The trees covered the rutted road as it coursed through the woods running alongside the sounding distance from the river Trathorn and lakes and streams beyond.  A bluish twilight covered the shadowy road, though the sun had emblazoned the sky with light over the tops of the forest canopy.  Branches twisted and rose to archways like the solemn nave of a gothic cathedral, yet the tangle of the limbs, bathed in ghostly blue light, added a sinister quality to the roadway that descended into the gloom.  As we cautiously wound our way down the forested path, eschewing the trail closer in along the edge of the lake we had previously traversed, it was with some trepidation that we received the noises beyond us.  Laughing.

At one time a joyous sound, and in another context an eerie one, we could not yet determine from which context the sounds should be taken.  The voices were blended, male and female, yet weighted more so on the masculine scale.

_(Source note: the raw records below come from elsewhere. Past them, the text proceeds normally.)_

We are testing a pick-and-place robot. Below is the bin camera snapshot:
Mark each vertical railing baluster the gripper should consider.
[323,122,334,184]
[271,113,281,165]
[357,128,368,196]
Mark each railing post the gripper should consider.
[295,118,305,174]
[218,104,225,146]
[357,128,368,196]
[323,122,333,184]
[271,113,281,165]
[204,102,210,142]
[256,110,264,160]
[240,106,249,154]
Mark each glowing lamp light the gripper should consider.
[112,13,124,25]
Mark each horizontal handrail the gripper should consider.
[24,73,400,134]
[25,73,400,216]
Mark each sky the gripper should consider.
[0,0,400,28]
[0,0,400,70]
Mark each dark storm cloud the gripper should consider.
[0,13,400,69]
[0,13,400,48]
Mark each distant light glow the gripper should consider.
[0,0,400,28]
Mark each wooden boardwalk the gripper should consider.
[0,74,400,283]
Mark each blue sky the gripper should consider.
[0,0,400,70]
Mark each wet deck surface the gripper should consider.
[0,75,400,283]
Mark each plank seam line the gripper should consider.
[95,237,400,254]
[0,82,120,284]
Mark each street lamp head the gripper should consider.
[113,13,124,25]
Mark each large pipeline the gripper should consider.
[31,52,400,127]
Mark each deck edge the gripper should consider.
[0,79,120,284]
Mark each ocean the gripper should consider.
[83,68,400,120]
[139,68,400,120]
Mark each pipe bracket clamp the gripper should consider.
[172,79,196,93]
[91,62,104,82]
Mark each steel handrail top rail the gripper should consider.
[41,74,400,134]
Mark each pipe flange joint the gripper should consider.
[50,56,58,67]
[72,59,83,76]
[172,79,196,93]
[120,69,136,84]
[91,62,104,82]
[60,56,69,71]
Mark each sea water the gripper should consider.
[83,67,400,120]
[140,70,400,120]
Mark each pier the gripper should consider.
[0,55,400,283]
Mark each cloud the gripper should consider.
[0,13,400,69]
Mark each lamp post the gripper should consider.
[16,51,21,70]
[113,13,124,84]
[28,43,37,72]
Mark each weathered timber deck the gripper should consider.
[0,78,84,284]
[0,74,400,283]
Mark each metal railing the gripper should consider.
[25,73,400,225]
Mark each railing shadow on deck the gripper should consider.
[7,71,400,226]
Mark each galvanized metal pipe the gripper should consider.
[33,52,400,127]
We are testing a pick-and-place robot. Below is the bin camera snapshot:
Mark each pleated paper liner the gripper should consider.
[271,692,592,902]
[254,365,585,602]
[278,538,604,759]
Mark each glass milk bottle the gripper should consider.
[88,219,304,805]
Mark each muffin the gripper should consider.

For at least one of us, that balance had shifted, and Nell, being the Seer among us, and holding some degree of respect in perception, she gathered her skirts and began to run ahead of us down the roadway, getting far enough ahead that she rounded a bend and was out of sight for a full minute before we caught up to the eclipse in the road.

A cry of nervous delight sounded, as she sighted what must’ve brought on her certainty that the noises heard were to be welcomed rather than feared.

As Begglar, Maeven, Christie, Laura, James and I rounded the bend, we saw Nell running with enraptured delight, laughing to herself as she spotted the figures gathered in the roadway ahead of her.  “Dom!  Dominic, my boy!” she bubbled, relief and joy intermingled with her voice, pirouetting around the delight in her step, her arms spread wide in preparation for an anticipated reuniting embrace.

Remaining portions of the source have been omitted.